# VDSL/ ADSL2+ Modem Router (All-in-One Device)



## ramakanta (May 31, 2015)

Need a VDSL/ADSSL2+ Modem Router with USB facility so that share the Storage, Printer, *3G USB Modem * (All-in-One Device). Main purpose of USB is share the USB 3G Modem wirelessly . please advice me which VDSL/ADSSL2+ Modem Router to buy. thank you.


----------



## SaiyanGoku (May 31, 2015)

Get TP Link W8968


----------



## gavnit (May 31, 2015)

You can either get an adsl or vdsl modem not both beefed up in single router.


----------



## ramakanta (Jun 2, 2015)

SaiyanGoku said:


> Get TP Link W8968



what is max distance covered the signal.is any problem faced till date.

can i use 3G usb modem without turning on my Computer.


----------



## SaiyanGoku (Jun 2, 2015)

ramakanta said:


> what is max distance covered the signal.is any problem faced till date.
> 
> can i use 3G usb modem without turning on my Computer.
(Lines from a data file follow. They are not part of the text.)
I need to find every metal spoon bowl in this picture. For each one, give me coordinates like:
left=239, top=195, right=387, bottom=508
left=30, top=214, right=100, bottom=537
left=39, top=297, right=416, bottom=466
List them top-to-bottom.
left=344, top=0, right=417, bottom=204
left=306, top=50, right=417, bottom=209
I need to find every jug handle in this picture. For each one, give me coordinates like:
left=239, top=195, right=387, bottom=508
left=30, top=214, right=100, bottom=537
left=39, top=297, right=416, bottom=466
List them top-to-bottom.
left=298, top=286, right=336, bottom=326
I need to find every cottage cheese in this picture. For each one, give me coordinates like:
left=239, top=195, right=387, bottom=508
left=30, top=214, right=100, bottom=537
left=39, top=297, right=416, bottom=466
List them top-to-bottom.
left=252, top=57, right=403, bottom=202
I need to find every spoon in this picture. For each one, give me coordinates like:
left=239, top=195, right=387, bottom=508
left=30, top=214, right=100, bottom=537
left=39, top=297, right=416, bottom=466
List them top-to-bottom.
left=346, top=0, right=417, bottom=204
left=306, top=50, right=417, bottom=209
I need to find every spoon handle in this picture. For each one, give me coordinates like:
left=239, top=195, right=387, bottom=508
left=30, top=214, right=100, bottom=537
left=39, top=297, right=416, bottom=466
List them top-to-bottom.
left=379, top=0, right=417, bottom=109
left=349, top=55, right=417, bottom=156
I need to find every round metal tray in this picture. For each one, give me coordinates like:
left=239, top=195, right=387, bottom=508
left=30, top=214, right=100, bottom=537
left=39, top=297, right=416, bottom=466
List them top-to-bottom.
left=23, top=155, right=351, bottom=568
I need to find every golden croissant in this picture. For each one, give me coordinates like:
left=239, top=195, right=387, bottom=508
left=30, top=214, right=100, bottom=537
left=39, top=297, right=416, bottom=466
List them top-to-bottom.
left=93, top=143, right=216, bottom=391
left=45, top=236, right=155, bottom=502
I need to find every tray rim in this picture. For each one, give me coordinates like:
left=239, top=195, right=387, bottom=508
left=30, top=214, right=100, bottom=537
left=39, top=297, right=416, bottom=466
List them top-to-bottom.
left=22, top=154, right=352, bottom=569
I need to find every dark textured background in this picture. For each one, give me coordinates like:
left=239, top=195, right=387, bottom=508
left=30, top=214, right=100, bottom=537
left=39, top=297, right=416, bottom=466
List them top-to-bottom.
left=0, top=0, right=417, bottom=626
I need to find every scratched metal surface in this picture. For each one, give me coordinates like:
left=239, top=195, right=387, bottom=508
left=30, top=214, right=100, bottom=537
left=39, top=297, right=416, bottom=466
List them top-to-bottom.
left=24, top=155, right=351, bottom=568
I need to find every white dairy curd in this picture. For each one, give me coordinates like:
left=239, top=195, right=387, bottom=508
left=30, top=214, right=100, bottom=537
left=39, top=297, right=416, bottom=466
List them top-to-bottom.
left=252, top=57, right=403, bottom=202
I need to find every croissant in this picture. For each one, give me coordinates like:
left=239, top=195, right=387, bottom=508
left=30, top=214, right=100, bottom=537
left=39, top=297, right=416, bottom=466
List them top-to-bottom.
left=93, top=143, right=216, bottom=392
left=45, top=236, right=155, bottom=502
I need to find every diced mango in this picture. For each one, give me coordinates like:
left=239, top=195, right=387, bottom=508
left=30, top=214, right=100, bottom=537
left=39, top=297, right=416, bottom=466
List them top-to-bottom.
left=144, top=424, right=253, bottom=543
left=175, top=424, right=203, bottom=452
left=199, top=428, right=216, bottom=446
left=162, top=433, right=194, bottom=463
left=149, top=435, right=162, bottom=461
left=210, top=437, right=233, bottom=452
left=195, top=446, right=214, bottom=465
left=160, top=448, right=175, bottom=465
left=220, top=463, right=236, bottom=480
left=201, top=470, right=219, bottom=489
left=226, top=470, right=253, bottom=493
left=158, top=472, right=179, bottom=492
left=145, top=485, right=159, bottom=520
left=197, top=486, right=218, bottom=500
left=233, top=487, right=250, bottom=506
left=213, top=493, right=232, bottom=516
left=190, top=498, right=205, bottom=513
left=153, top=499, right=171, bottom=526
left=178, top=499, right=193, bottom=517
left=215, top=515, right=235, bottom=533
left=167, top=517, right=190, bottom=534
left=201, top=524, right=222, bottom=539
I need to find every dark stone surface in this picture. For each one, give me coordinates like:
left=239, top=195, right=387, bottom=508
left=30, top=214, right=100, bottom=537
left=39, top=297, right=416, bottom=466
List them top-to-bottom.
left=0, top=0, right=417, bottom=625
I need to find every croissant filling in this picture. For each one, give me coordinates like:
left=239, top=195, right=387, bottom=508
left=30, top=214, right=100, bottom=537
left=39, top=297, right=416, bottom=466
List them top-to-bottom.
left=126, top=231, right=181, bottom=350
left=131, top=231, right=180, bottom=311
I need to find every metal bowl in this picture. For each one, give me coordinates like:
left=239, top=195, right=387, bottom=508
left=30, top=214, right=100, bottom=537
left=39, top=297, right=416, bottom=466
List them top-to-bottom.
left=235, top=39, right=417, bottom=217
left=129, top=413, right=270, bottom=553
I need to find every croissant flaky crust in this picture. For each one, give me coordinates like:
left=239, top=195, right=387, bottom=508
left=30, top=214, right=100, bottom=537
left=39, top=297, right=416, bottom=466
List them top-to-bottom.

15-20 meters radius. Haven't checked the distance accurately.

No problems till date.

Yes, you can.


----------



## ramakanta (Jun 2, 2015)

SaiyanGoku said:


> 15-20 meters radius. Haven't checked the distance accurately.
> 
> No problems till date.
> 
> Yes, you can.



in flipkart and amazon there are lot of  -ve  feedback. i am confusing..


----------



## SaiyanGoku (Jun 2, 2015)

ramakanta said:


> in flipkart and amazon there are lot of  -ve  feedback. i am confusing..


Can you post some screenshots? I'm using it 24*7 without having any problems.


----------



## ramakanta (Jun 2, 2015)

SaiyanGoku said:


> Can you post some screenshots? I'm using it 24*7 without having any problems.



thanks . your feedback is enough . now i decided to buy this device. thanks again.


----------